An der Zuordnung der Krankenhäuser zur Versorgungslevels will der Bund in den Bundesgesetzen (Krankenhausfinanzierungsgesetz, SGB V) weiter festhalten, die Länder können dafür eine andere Nomenklatur verwenden, in Baden-Württemberg etwa Primärversorgung für das Level 1i. Die Zuordnung zu einem bestimmten Level, so wurde einmütig betont, sage nichts über die Qualität der Leistungserbringung und des Krankenhauses aus. Man versucht damit, Sorgen von Kommunalpolitikern zu entkräften, in deren Region als Folge der Reform keine Kliniken höherer Versorgungslevels mehr existieren.
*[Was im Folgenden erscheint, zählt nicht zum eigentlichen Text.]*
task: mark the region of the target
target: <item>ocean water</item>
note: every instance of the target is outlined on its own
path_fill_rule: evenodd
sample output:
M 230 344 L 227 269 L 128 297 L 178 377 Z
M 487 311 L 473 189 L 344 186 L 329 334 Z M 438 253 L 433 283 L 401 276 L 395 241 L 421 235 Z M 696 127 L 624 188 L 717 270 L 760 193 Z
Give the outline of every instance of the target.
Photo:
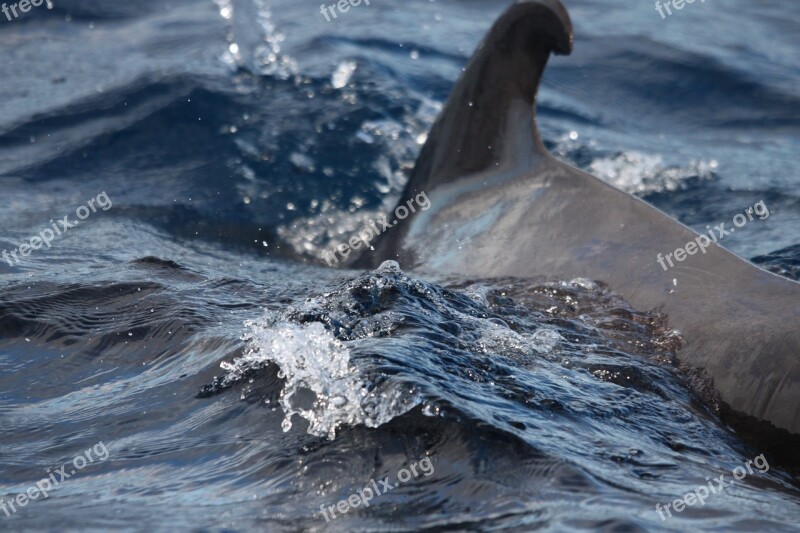
M 0 251 L 50 241 L 0 261 L 0 530 L 800 530 L 602 279 L 321 259 L 509 2 L 54 4 L 0 15 Z M 698 231 L 763 201 L 722 244 L 800 279 L 800 4 L 566 6 L 548 149 Z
Level 1i: Zentrale Rolle für die ärztliche Weiterbildung

Eine besondere Rolle sollen künftig Krankenhäuser des Levels 1i einnehmen: sie sollen eine sektorenübergreifende und integrierte Gesundheitsversorgung in der Region organisieren. Dazu zählen Kooperationen mit niedergelassenen Fachärzten und Leistungserbringern aus der Pflege. 

Erstmals wird auch das Thema ärztliche Weiterbildung in einem Papier des Bundesgesundheitsministeriums adressiert:

"Die Standorte der Level 1i-Krankenhäuser sollen wesentlicher Bestandteil in der ärztlichen und pflegerischen Aus- und Weiterbildung sowie weiterer gesundheitsberufe sein. Im Verbund mit anderen Kliniken sollen sie eine zentrale Rolle in der Weiterbildung von Ärztinnen und Ärzten sowie des Pflegepersonal bekommen."